I battled a massive jetlag, celebrated my 29th birthday with a beautiful cake with my family, started into the new year with my Markus and started a new job mid-January. Even Christine visited me whom I met in Melbourne and who also visited me in Perth.
It is still hard for me sometimes to believe to be back in the "real" life. I mean, of course it is nice to be back.
I am with my family, my boyfriend and my friends
I have a job as an engineer and do not earn some ridiculous 10 AUD per hour for cleaning or chasing little kids (serious hard work)
I can sleep in my own very comfy bed again (HEAVEN)
My regular meals do not mainly consist of pasta anymore (YEAH)
I have a bigger choice of clothing (nice)
I don't have to worry about my passport, my camera and my belongings in general
Everything is like I remembered it and all is in order (typical German)
And well, this last point also kind of sucks!
I never thought of myself as an adventurous person but sometimes I ask myself what's the point of going out and about in Germany?
Where is the adventure?
What spectacular things are awaiting me?
Why should I wander around the Stuttgart region?
Where are the kangaroos, koalas and venomous animals?

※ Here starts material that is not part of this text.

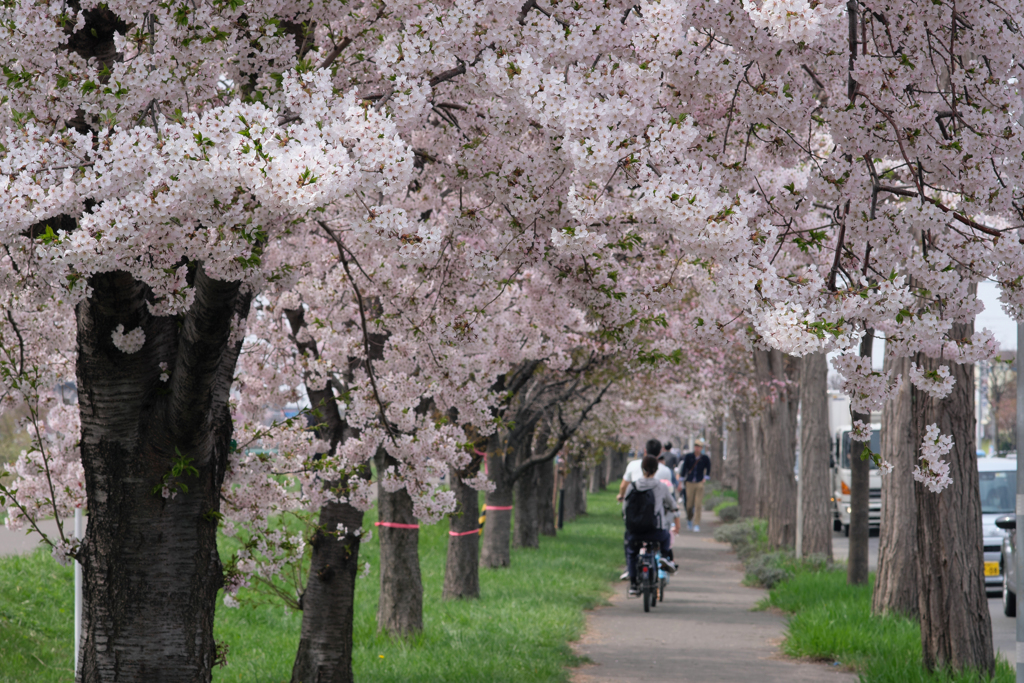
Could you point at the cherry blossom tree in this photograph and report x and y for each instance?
(501, 184)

Where are the open-minded travellers who become friends for life within half an hour?
And where the hell is the long open road to venture along???

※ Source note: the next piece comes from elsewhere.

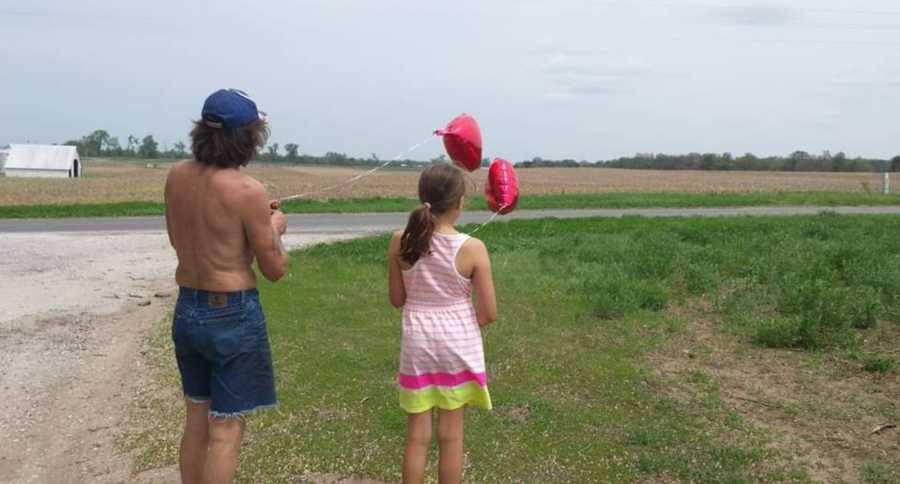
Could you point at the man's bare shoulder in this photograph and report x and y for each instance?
(179, 168)
(240, 187)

I have probably watched my own travel video over 30 times and every time it puts a smile on my face and brings tears to my eyes. I miss Australia... like hell...
I am also scared by the thought that this might have been the one and only time I should ever experience this kind of freedom and adventure... I am so happy I grabbed this opportunity and I do not regret a second of this year although it hasn't always been perfect or like I imagined it. There were up and downs and lots of draw-backs. I missed home, my family, my boyfriend, my old job and a well-organised predictable life. Now that I have all of it, I miss the unknown, the hostels, the landscapes and unexpected turns of life.
There is only one explanation to these ungrateful thoughts of mine: I have been bitten by the (Australian) travel bug!
And there isn't a cure to this!
The only thing I can do is to smoothen the symptoms every now and then by travelling the world, right? Markus and I are planning our next road trip but it will never be the same like it has been in Australia. It has been such a big dream of mine for so long, it feels like nothing can come anywhere close to it. I think I have to return to Australia someday to pick up the piece of my heart that I lost there...
Whenever I see a movie, documentary or even a picture of Australia I have to stop and watch it. All those memories come back to me and it feels unreal. Even music that I connect with Australia makes me daydream and I get death stares when smiling randomly at strangers. Have I really been there just six months ago?
At first I thought I haven't changed except for my longer hair. And yes, from the outside I haven't changed a lot. But Australia has changed me as a person. I feel the urge to quit everything again and just travel. Wherever! Don't plan anything, it's going to be amazing.
ME and NOT planning??? Never thought I would ever write this and truly stand behind it. Well, a bit of planning maybe...
Do you feel the same? Have you got the wander lust syndrome too? Where would you go next? And can you help me???